Last updated on: February 08, 2018 21:36 IST

Indian exchanges see spurt in volumes due to the entry of newcomers to the trade


The crypto currency bubble seems to have finally burst in 2018, with prices and market cap down by two third from peak levels.


The Bitcoin price, which peaked at around Rs 15 lakh in December was quoted at Rs 428,000 on Tuesday afternoon while in international exchanges it was quoting around $6,100.

On some international exchanges it fell below $6,000 for a while.

The total Bitcoin market cap was just a tad above $100 billion.

Interestingly, soon after Finance Minister Arun Jaitley's Budget speech, in which he said Bitcoin wasn't legal tender and could not be accepted as a mode of payment, there was panic selling for a while on Indian exchanges, with the price briefly quoting at a slight discount.

Later on, however, many investors were waiting to enter at dips due to which volumes increased on Indian Bitcoin exchanges.

Government official say that regulations for crypto currency exchanges are in the final stages and that the exchanges are eagerly awaiting them.
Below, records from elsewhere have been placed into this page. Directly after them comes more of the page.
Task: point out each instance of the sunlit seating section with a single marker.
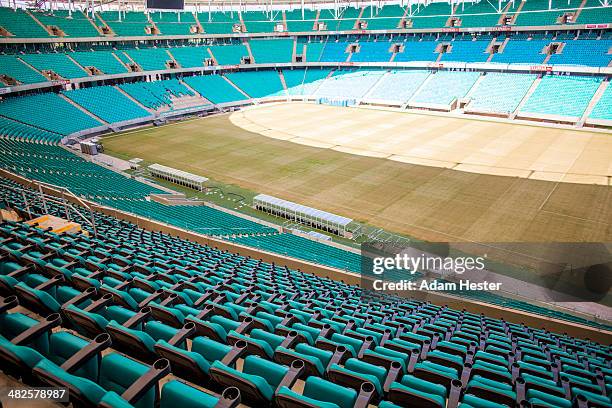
(271, 51)
(522, 52)
(129, 24)
(150, 59)
(62, 168)
(156, 94)
(174, 28)
(21, 131)
(603, 108)
(126, 16)
(260, 22)
(257, 84)
(172, 17)
(11, 66)
(76, 25)
(47, 111)
(372, 51)
(190, 57)
(333, 52)
(58, 63)
(444, 87)
(434, 15)
(107, 103)
(20, 24)
(173, 23)
(304, 81)
(537, 12)
(217, 28)
(298, 22)
(215, 88)
(500, 93)
(417, 51)
(346, 20)
(584, 52)
(398, 86)
(383, 18)
(593, 12)
(564, 96)
(304, 248)
(348, 84)
(314, 51)
(467, 51)
(104, 61)
(229, 54)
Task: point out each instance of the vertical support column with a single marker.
(42, 197)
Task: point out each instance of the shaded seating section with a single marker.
(537, 13)
(348, 84)
(333, 51)
(467, 51)
(12, 66)
(130, 24)
(215, 22)
(372, 51)
(58, 63)
(387, 88)
(14, 198)
(270, 51)
(583, 52)
(104, 186)
(156, 94)
(47, 111)
(229, 54)
(298, 21)
(104, 61)
(314, 51)
(564, 96)
(434, 15)
(189, 57)
(445, 87)
(60, 167)
(176, 28)
(481, 14)
(20, 24)
(215, 88)
(593, 12)
(201, 219)
(521, 51)
(304, 81)
(260, 22)
(257, 84)
(117, 312)
(14, 129)
(418, 51)
(76, 25)
(347, 19)
(107, 103)
(500, 92)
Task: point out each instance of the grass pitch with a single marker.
(430, 203)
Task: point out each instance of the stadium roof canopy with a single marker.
(216, 5)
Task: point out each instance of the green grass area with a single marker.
(426, 203)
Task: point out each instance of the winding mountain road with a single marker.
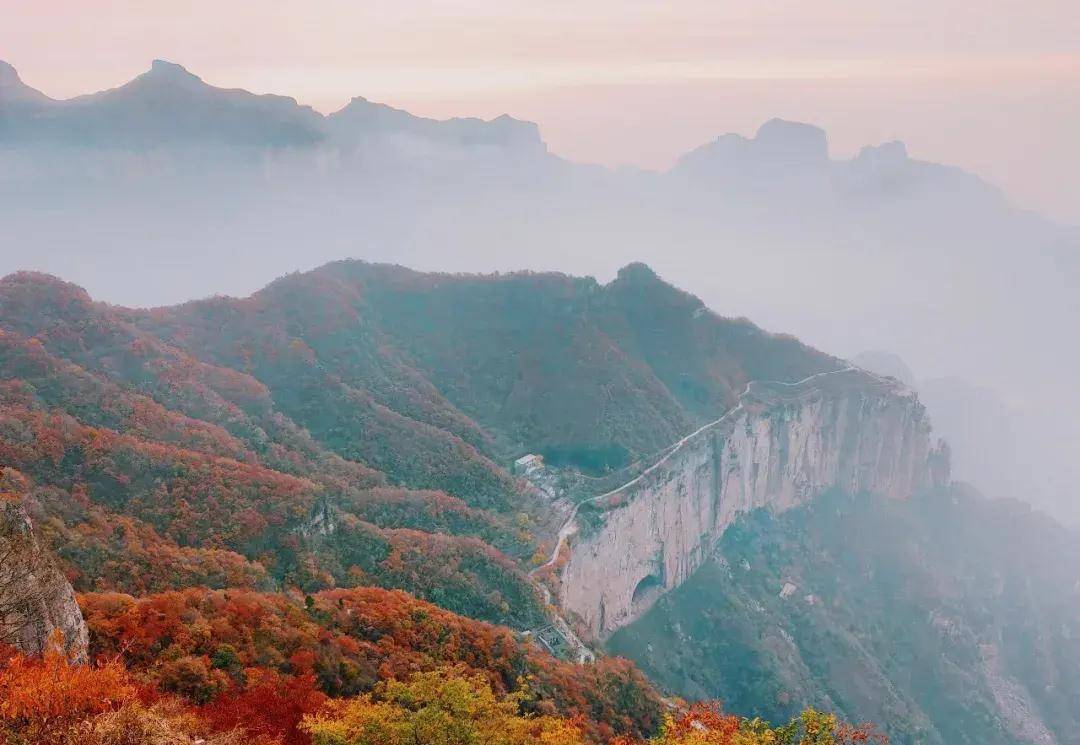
(570, 527)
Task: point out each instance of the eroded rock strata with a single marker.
(779, 447)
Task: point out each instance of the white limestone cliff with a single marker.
(780, 447)
(38, 607)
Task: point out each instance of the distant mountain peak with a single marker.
(164, 71)
(793, 139)
(12, 86)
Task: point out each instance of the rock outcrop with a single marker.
(37, 604)
(781, 446)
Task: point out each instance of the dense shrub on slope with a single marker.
(202, 644)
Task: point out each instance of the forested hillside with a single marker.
(235, 486)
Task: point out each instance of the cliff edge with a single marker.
(781, 446)
(36, 599)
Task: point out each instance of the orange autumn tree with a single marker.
(705, 723)
(442, 707)
(42, 698)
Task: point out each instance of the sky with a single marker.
(990, 85)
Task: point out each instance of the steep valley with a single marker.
(316, 483)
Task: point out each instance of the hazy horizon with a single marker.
(996, 93)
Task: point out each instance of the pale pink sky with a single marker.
(993, 85)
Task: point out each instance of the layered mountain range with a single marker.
(185, 189)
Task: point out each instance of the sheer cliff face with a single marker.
(36, 599)
(780, 447)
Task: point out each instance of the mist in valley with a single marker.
(879, 252)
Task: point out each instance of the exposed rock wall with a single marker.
(36, 599)
(780, 447)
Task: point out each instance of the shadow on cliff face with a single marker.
(948, 617)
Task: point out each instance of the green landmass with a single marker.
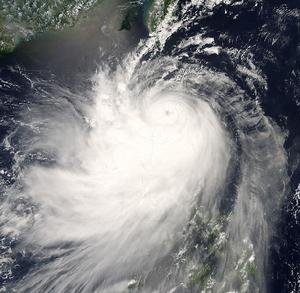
(155, 11)
(22, 19)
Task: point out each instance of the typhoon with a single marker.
(165, 176)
Nischint Sanghavi, Head of Exchange, Zebpay says, "We are constantly educating and alerting our users on Bitcoin and its price volatility, and encourage them to understand the technology.

"Post the references to cryptocurrencies (crypto-assets) in the Budget speech, the prices stabilised within half an hour and are now mostly following global cues.
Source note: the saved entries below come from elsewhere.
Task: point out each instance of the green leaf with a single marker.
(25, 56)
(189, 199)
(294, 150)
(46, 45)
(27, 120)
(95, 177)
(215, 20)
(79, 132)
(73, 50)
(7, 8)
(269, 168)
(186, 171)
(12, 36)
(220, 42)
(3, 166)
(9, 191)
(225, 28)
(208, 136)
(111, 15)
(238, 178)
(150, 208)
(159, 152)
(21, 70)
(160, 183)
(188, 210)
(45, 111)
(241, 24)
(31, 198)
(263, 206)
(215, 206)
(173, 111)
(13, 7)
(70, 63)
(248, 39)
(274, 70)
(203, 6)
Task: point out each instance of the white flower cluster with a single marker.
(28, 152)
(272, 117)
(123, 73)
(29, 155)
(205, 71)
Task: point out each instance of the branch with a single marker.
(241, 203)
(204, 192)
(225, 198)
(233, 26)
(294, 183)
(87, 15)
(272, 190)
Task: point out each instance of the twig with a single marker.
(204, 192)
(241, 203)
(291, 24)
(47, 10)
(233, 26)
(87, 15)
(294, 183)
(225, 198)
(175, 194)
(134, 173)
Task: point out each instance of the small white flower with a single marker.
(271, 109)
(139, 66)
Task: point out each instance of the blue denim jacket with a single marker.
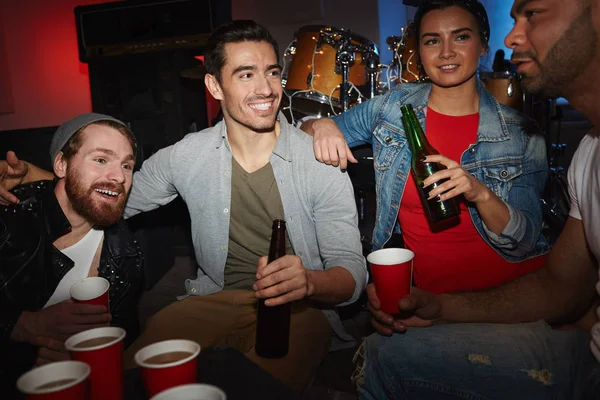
(509, 156)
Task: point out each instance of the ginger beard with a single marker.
(84, 202)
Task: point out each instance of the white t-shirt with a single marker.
(82, 253)
(584, 190)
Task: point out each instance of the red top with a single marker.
(455, 259)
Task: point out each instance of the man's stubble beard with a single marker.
(98, 214)
(567, 60)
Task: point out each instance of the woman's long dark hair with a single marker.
(474, 7)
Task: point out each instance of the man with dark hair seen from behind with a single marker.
(537, 337)
(62, 232)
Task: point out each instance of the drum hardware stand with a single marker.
(372, 70)
(344, 59)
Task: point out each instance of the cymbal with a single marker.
(197, 72)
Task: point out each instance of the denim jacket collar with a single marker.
(490, 116)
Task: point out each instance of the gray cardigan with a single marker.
(318, 202)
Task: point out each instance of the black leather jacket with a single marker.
(31, 267)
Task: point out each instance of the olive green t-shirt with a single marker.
(255, 203)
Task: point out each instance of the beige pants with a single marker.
(229, 318)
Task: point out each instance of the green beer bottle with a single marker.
(435, 210)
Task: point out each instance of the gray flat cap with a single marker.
(68, 129)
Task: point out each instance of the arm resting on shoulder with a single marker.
(522, 231)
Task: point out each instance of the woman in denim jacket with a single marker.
(501, 173)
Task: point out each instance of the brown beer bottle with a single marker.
(436, 211)
(273, 322)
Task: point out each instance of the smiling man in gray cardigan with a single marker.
(236, 178)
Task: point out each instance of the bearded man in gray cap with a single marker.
(63, 231)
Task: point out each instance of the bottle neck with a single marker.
(414, 133)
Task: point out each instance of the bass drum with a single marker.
(313, 73)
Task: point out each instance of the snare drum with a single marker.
(313, 72)
(505, 87)
(408, 55)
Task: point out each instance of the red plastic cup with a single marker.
(105, 360)
(392, 275)
(92, 290)
(196, 391)
(159, 377)
(74, 374)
"Volumes have been strong across global exchanges this week and there has been an equal amount of interest in Bitcoin and crypto currencies in India.

"We look forward to the regulations in the cryptocurrency space this year."

Zebpay is the largest bitcoin exchange and claims on its website that it has three million-plus users.

The exchange recently started trading in Litecoin as well, but since the launch of this currency, its prices have been falling.

While some investors who entered during October-November booked partial profits at high levels, very late entrants have been saddled with huge losses.

Sathvik Vishwanath, founder and CEO, Unocoin, the second biggest exchange says, “We are now seeing a new set of buyers who wanted to buy Bitcoin when it was low, but seeing that the prices are high already now, they are jumping on board."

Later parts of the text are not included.